Et pourtant, si. On entend des instruments jusqu’alors enfouis, les guitares et le Moog se déploient dans l’espace : oui, le chef-d’oeuvre est encore plus chef-d’oeuvre qu’en 1969, parce que l’on comprend mieux pourquoi. Certes, il y a moins de prises de travail renversantes — outre le fabuleux solo d’orgue de Billy Preston dans la première version d’I Want You (She’s So Heavy) —, mais pour peu qu’on branche des écouteurs, l’expérience est incomparable.

2. Bob Dylan, Travelin' Thru (Featuring Johnny Cash) – The Bootleg Series Vol. 15. Tous les volumes de la Bootleg Series ne sont pas d’égal intérêt, les séries complètes de spectacles de la tournée 1966 ou du Rolling Thunder Revue finissent par lasser, mais ce triple disque de la période Nashville de Dylan est exemplaire et passionnant.

C’est l’histoire d’une immersion qui est racontée (dans les studios, avec le A Team des musiciens de session), et c’est l’histoire d’une rencontre cruciale dans l’histoire de la musique de racines américaine : Bob et Johnny Cash repiquent les fils lousses de la courtepointe rockabilly-blues-gospel-country-folk, sur laquelle les auteurs-compositeurs-interprètes des années 1970, de James Taylor à John Prine, de Townes Van Zandt à Jim Croce, coucheront leurs créations. À écouter avant ou après la série télé Country Music de Ken Burns sur PBS.

3. Claude Nougaro, Le feu sacré – Intégrale des albums studio 1959-2004. Ça se présente comme un livre à l’italienne (tout en largeur) et ça contient bel et bien tout, à savoir : 317 titres répartis sur 24 disques. Ce n’est pas un petit exploit. Longtemps, les compilations et rééditions de Nougaro se faisaient des grimaces dans les étalages : se concurrençaient la période Président / Philips, la période Barclay, la période EMI…

La multinationale Universal, c’est le bon côté des rachats de compagnies, propose ainsi pour la première fois le gros lot du Petit Taureau de la chanson. Pardi que c’est du bon nougat partout. Nougaro a été du début à la fin notre champion de l’allitération, de l’é-lo-cu-tion et des jouissifs jeux que permettent les mots en musique. Indispensable, avec le « e » muet prononcé.

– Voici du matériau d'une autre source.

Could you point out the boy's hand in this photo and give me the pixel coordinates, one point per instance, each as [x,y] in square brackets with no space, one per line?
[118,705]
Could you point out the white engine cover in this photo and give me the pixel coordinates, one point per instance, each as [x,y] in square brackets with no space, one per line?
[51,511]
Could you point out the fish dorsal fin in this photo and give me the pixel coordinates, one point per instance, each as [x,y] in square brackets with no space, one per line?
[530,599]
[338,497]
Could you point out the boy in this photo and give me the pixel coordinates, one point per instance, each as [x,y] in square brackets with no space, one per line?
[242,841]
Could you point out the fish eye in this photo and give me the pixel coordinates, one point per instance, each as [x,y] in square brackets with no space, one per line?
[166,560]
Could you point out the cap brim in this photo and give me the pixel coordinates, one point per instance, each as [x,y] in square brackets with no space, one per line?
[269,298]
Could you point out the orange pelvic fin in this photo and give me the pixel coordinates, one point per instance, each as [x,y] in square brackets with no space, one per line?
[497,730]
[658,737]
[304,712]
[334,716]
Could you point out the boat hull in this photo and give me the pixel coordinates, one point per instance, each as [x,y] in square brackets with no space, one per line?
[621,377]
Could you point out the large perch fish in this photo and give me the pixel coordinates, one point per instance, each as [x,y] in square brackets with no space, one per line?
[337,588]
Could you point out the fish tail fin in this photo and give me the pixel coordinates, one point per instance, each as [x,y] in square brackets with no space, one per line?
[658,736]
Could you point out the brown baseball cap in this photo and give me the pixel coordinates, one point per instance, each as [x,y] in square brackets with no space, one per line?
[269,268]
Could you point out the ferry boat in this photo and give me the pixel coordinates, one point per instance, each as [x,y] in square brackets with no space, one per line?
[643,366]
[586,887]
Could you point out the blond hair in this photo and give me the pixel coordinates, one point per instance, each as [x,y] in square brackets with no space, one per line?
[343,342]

4. The Band, The Band 50th Anniversary Super Deluxe Edition. La réédition en un seul CD tout modeste, parue en 2000, offrait de quoi satisfaire : un bon rematriçage, sept pièces supplémentaires (prises différentes, mixages primitifs), un livret plus qu’honnête. Pourquoi s’offrir la mouture extra enrichie aux enzymes ? Au-delà de la multiplication des formats (s’ajoutent des vinyles, un Blu-Ray), on obtient des lithos du photographe Elliott Landy, un livre, d’autres extraits des sessions d’enregistrement et, coup de grâce, la performance complète du groupe à Woodstock.

Avant de savoir que tout ça existait, on vivait sans. Mais si l’on considère que cet album éponyme de 1969 est rien de moins qu’essentiel, un moment phare dans l’histoire du rock’n’roots, on soupèse : marteau dans une main, cochon dans l’autre…

5. Harmonium, Harmonium XLV. C’est vraiment inespéré : bandes multipistes retrouvées, Louis Valois et Serge Fiori ont enfin pu créer LEUR mixage du mythique premier album d’Harmonium. À l’époque, on ne leur avait même pas demandé leur avis. Ce coup-ci, tout le monde était d’accord, Michel Normandeau est revenu pour les photos, la promo et peut-être la suite. On est heureux, ça sonne, mes aïeux, bon Dieu que ça sonne. Et le livret est magnifique.

Comblés ? Une seule prise différente (Pour un instant), c’est peu quand on sait que les démos existent, ainsi que des performances en spectacle et dans les studios de CHOM. Promesse solennelle nous a été faite par le trio : il y aura un coffret de raretés tôt ou tard.